SAN AGUSTIN Museum director Fr. Ricky Villar, OSA, before a portrait of Fr. Ignacio Mercado, OSA. PHOTOS BY DEXTER R. MATILLA
WHAT does 450 years of love look like?
A visit to the new-look San Agustin Museum in Intramuros might just provide the most fervent Christians—and maybe even lovers of history—substantial evidence that a love that lasts is, indeed, possible.
Occupying a wing inside the 411-year-old San Agustin Church compound along Gen. Luna Street in Intramuros, the museum houses over 1,000 artworks, historical artifacts and documents.
For a long time, the museum was not much to look at. Fr. Ricky Villar, director of San Agustin Museum, recalls when the museum had open windows where smoke and dust wafted in from outside, making the environment unsuitable for the valuable historical collection.
Six years of restoration and renovation has changed that. Now the Augustinian friars and Filipinos in general finally have a museum worthy to be proud of, a place that showcases a rich collection of a rich Philippine religious heritage.
Rooms are well lit and air conditioners and dehumidifiers have been installed to ensure temperature and moisture are controlled.
Each room follows themes that display the Augustinians’ love of God, art and beauty, wisdom, song and music, science, culture and education.
Individual pieces are labeled and the descriptions are kept to a minimum for a quick and casual reading.
A guided tour is available, Father Villar says, adding the new museum layout was made with the idea that anyone could come in, individually or as part of a group, and easily understand the stories behind each item.
For instance, the gallery on the ground floor emphasizes the importance of the galleon trade between the Philippines (Manila) and Mexico (Acapulco), which lasted for 250 years.
Several artifacts on display include a replica of the Sto.
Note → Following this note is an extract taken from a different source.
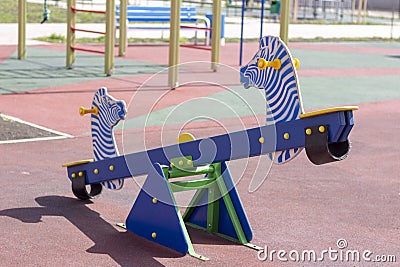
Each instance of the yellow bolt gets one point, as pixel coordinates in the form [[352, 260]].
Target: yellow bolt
[[286, 136]]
Niño given to Hara Humamay (Queen Juana) by Ferdinand Magellan; Chinese porcelain jars; two original manton de Manila—a status symbol during the Spanish times.
At the back of the room is a 50-seat mini theater which shows a 12-minute video of the Augustinians’ contributions to Philippine Christian identity as well as in the molding of society as we know it today.
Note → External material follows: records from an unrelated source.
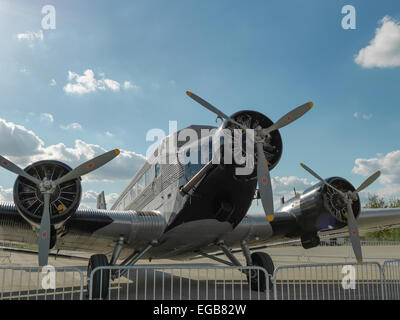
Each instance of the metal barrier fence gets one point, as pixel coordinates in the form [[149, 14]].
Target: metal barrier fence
[[330, 281], [36, 283], [391, 279], [333, 281], [168, 282]]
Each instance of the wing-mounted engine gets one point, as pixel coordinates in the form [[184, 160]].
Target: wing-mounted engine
[[64, 201], [320, 208], [340, 200], [48, 192]]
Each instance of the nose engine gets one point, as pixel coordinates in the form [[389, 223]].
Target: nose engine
[[335, 204], [64, 201], [272, 145]]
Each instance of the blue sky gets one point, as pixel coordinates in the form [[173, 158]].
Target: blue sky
[[270, 56]]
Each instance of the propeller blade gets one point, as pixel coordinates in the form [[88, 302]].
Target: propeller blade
[[213, 109], [7, 164], [368, 181], [290, 117], [44, 233], [89, 166], [353, 231], [264, 183], [322, 180]]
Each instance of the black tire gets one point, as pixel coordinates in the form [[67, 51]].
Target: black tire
[[101, 279], [257, 280]]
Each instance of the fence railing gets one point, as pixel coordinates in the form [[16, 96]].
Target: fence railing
[[36, 283], [333, 281], [328, 281], [391, 279], [168, 282]]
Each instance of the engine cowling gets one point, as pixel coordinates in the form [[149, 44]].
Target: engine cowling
[[320, 208], [63, 202], [272, 146]]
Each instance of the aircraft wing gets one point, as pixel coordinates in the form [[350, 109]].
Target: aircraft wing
[[88, 230]]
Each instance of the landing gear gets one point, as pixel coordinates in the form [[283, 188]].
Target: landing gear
[[101, 279], [256, 278]]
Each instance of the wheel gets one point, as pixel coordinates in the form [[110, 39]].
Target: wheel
[[101, 279], [258, 280]]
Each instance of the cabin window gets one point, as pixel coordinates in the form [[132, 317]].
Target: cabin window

While preaching Christ’s message, the Spanish Augustinian friars did not build only churches but also schools, bridges, streets and townships.
On the second floor is an assortment of paintings, mostly from the Araneta family, one of which is the “Seven Archangels” (1604-1611), considered the oldest in the Philippines.
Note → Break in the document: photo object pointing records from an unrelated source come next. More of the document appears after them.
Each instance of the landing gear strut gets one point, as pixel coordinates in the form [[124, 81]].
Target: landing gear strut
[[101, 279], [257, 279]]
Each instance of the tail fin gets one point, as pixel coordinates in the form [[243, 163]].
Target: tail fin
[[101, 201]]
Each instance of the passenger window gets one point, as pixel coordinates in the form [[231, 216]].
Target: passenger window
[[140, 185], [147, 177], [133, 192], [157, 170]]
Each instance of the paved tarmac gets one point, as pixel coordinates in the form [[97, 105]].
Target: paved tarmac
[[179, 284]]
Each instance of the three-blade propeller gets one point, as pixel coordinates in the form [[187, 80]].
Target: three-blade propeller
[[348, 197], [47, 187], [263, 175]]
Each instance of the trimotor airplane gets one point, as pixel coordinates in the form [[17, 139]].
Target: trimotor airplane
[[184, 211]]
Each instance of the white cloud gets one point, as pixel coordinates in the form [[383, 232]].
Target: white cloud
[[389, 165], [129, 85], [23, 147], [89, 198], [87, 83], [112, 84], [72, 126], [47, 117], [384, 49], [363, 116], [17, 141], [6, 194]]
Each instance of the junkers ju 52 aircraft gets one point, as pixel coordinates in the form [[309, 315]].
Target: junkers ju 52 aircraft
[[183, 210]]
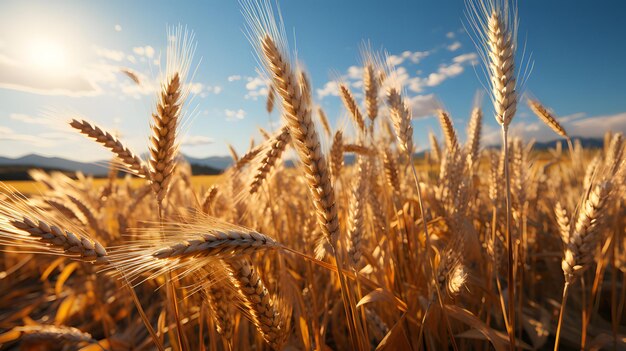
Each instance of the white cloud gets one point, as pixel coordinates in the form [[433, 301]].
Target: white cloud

While some museums restrict photography of paintings, Father Villar says they allow it so long as flash isn’t used. He hopes that by taking photos, visitors would have something to look back to and develop an interest in the stories behind the characters depicted in the paintings.
A room on the second floor is dedicated to Fr. Ignacio Mercado, a Filipino botanist who catalogued over 200 plants in the country at that time.
Born in Manila in 1648 to a Spanish father and a Filipino mother, Father Mercado’s work preceded by 200 years Augustinian friar and botanist Fr. Manuel Blanco’s “Flora de Filipinas.”
“It is not known by many Filipinos that Father Mercado was actually the first Filipino botanist who did a systematic study of indigenous Philippine plants,” Father Villar says. “He was forgotten. But why was he forgotten? His original manuscripts and paintings were lost but had been found recently at the Convento de los Agustinos Filipinos in Valladolid (Spain).”
The Augustinian convent has over 40,000 books on Philippine history.
Father Mercado’s dedication is such that he would perform experiments on himself to find out the effects of the different plants.
Father Villar says they are launching a book on Father Mercado in April 2016.
Funds from Spain
Father Villar says most of the funding for the improvement of the museum and preservation of the artifacts came from the Spanish government.
“Restoration and preservation are very expensive,” Father Villar says. “Materials are not available in the Philippines. We have to buy them from Spain and Mexico.”
He also points to the water stains on the walls of the ground-floor hallway as a result of flooding. He says they had to raise the floor elevation, as the compound has seemingly become a catch basin when the streets outside overflow with floodwater.
San Agustin is the oldest stone church in the Philippines with important historical pieces within. Climate change is reason for concern, and Father Villar says he hopes Filipinos would do their part no matter how small to address the issue and work for the conservation of cultural heritage.
“Whenever I do the guided tour, especially with young students, I encourage them to throw the trash in the proper place,” Father Villar says. “We are doing our best to make San Agustin a world-class museum not just with the exhibition and the design but also on the conservation and preservation of the items, and we are hoping that these will still be around for the next generation to see.”